In [1]:
from sklearn.datasets import fetch_mldata
from sklearn.datasets import fetch_20newsgroups
from sklearn.linear_model import LogisticRegression
from sklearn.tree import DecisionTreeClassifier
from sklearn.feature_extraction.text import CountVectorizer
from sklearn.feature_extraction.text import TfidfTransformer
import matplotlib.pyplot as plt
import numpy as np
import pandas as pd
import csv
from sklearn.decomposition import PCA
from sklearn.utils import shuffle
%matplotlib inline

# MNIST

In [2]:
def get_mnist_with_pca(ncomp):
    mnist = fetch_mldata('MNIST original', data_home="/Users/sasankauppu/Desktop/Data Mining CS6220/")
    mnist_X = mnist.data
    pca5 = PCA(n_components=ncomp)

    mn_X_train = mnist_X[:60000]

    pca5.fit(mn_X_train)
    mn_X_train = pca5.transform(mn_X_train)
    mn_y_train = mnist.target[:60000]

    mn_X_test = pca5.transform(mnist_X[-10000:])
    mn_y_test = mnist.target[-10000:]

    return(mn_X_train,mn_y_train,mn_X_test,mn_y_test)

In [3]:
(mn_X_train,mn_y_train,mn_X_test,mn_y_test) = get_mnist_with_pca(5)

In [4]:
logmodel = LogisticRegression(penalty='l2',verbose=1,solver = 'lbfgs',max_iter=100)
logmodel.fit(mn_X_train, mn_y_train)

print "Training accuracy: ",logmodel.score(mn_X_train,mn_y_train)
print "Testing accuracy: ",logmodel.score(mn_X_test,mn_y_test)

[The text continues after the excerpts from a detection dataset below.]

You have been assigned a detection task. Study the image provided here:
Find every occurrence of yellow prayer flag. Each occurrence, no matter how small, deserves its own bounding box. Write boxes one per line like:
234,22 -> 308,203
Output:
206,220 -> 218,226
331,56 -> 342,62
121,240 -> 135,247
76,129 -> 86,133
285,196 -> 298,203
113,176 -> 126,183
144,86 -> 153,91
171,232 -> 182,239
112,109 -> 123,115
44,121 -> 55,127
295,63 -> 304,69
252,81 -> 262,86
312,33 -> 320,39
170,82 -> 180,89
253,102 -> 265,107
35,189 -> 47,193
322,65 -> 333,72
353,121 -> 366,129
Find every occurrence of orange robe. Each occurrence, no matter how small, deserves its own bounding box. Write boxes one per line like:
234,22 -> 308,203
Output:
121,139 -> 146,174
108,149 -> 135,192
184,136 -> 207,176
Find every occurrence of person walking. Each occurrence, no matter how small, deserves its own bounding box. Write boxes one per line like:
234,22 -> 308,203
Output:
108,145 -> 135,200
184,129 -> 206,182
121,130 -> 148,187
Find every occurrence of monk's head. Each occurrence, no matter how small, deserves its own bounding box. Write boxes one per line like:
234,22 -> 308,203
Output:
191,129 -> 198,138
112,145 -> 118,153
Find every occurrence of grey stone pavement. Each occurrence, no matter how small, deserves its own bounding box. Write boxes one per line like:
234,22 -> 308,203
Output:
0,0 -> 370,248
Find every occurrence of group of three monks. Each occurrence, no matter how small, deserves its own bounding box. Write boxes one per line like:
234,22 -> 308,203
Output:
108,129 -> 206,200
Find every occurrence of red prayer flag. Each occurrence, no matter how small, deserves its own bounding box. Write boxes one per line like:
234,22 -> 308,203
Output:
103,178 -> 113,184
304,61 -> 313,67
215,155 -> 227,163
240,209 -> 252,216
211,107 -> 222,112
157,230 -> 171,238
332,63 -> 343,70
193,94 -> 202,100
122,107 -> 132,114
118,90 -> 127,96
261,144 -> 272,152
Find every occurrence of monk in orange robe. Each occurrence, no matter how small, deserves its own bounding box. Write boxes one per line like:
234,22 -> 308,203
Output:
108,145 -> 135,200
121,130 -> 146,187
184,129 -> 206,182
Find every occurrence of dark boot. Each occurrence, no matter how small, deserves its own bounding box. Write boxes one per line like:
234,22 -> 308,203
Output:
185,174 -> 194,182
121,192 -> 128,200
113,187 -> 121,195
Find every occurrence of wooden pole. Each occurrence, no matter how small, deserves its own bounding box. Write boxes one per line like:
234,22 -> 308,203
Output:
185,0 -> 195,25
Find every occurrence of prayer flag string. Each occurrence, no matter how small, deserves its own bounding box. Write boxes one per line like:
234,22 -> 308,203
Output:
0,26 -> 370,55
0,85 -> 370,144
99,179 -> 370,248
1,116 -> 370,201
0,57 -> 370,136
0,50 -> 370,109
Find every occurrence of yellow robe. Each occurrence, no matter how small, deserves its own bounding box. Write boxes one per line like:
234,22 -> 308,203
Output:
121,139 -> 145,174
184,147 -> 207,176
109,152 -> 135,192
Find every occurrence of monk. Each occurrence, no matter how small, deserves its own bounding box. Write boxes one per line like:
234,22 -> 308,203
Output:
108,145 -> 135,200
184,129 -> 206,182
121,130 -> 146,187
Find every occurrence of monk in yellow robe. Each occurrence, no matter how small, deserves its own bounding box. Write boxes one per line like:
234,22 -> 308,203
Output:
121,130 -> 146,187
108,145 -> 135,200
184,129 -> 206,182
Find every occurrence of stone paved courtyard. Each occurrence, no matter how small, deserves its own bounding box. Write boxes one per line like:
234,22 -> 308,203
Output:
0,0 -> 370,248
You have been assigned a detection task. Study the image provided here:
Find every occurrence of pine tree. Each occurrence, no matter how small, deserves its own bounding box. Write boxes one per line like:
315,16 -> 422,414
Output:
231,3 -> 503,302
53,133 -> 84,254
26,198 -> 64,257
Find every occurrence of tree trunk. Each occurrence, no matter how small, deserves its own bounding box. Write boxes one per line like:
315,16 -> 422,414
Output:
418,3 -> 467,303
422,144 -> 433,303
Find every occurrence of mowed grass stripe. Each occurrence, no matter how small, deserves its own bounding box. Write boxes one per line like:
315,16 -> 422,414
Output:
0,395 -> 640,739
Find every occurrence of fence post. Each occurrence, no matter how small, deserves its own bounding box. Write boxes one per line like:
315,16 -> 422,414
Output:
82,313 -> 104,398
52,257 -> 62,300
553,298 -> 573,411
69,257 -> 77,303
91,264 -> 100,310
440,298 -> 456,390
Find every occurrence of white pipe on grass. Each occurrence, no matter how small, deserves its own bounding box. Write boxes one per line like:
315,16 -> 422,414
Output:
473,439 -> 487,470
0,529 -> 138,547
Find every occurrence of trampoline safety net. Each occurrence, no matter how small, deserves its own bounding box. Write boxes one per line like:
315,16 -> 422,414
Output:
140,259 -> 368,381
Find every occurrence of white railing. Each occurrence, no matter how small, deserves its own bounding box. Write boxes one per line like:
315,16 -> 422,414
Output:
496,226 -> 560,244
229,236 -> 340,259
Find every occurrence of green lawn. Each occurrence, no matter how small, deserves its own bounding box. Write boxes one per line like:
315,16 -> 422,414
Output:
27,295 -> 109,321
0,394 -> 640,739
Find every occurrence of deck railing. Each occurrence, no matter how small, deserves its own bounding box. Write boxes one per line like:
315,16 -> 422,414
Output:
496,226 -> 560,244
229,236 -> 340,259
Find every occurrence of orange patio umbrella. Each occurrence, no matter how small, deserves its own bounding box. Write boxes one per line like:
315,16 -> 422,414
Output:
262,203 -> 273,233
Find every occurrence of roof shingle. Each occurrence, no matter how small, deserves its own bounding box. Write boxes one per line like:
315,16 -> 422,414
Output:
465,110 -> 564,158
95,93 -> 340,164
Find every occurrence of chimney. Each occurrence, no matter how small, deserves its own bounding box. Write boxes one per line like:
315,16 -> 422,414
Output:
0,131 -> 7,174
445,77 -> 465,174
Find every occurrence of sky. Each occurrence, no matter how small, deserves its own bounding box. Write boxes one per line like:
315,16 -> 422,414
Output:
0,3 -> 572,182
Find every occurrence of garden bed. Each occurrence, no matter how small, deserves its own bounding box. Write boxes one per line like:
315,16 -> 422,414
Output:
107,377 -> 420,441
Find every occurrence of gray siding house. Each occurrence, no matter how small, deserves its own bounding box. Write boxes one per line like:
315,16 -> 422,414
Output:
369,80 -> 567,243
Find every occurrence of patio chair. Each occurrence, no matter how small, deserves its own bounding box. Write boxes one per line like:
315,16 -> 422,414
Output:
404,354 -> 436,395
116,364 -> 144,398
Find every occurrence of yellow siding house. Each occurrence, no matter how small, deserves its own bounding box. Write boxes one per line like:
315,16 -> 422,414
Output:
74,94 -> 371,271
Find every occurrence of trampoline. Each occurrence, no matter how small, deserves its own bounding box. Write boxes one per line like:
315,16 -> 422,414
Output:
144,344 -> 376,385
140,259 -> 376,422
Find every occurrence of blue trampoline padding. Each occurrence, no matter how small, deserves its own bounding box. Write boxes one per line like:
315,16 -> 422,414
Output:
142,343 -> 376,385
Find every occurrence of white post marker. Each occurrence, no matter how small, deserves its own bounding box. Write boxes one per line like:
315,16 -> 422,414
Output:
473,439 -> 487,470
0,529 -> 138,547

Training accuracy:  0.64365
Testing accuracy:  0.6529


[Parallel(n_jobs=1)]: Done  10 out of  10 | elapsed:    1.0s finished


In [5]:
dtmodel = DecisionTreeClassifier(max_depth=32,min_samples_split=20,min_samples_leaf=10)
dtmodel.fit(mn_X_train,mn_y_train)

print "Training accuracy: ",dtmodel.score(mn_X_train,mn_y_train)
print "Testing accuracy: ",dtmodel.score(mn_X_test,mn_y_test)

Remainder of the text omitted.